US 11,888,857 B2
Risk-aware access control system and related methods
Andrew James Malton, Waterloo (CA); Andrew Eric Walenstein, Issaquah, WA (US); Jinxin Liu, Ottawa (CA); Burak Kantarci, Ottawa (CA); Melike Erol Kantarci, Ottawa (CA); and Murat Simsek, Ottawa (CA)
Assigned to BlackBerry Limited, Waterloo (CA)
Filed by BlackBerry Limited, Waterloo (CA)
Filed on Dec. 21, 2020, as Appl. No. 17/129,334.
Prior Publication US 2022/0201004 A1, Jun. 23, 2022
Int. Cl.
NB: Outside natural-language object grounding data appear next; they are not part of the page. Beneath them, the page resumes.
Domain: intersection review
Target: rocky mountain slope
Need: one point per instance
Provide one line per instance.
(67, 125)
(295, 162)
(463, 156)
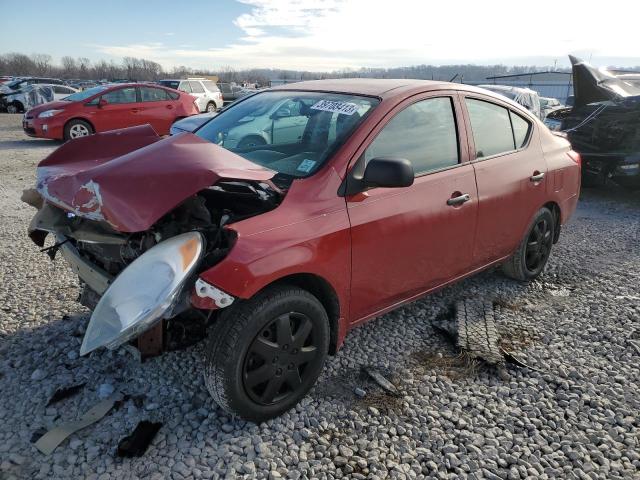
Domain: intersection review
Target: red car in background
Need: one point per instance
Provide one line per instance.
(109, 107)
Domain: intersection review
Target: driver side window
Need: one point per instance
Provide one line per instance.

H04L 9/40 (2022.01); G06F 21/31 (2013.01)
CPC H04L 63/105 (2013.01) [G06F 21/31 (2013.01); H04L 63/205 (2013.01); G06F 2221/2103 (2013.01)] 20 Claims
OG exemplary drawing
 
1. A method of risk-aware access control, comprising:
detecting a request to perform an action, the requested action being associated with respect to two factors, each of the two factors being of a different factor type, each factor type being one of people, device, document, and location;
determining a coupling associated with the two factors associated with the requested action, wherein the coupling defines a relationship between the two factors associated with the requested action;
determining a risk level associated with the coupling;
denying the requested action in response to a determination that the risk level does not match a security policy associated with the requested action; and
allowing the requested action in response to a determination that the risk level matches the security policy associated with the requested action.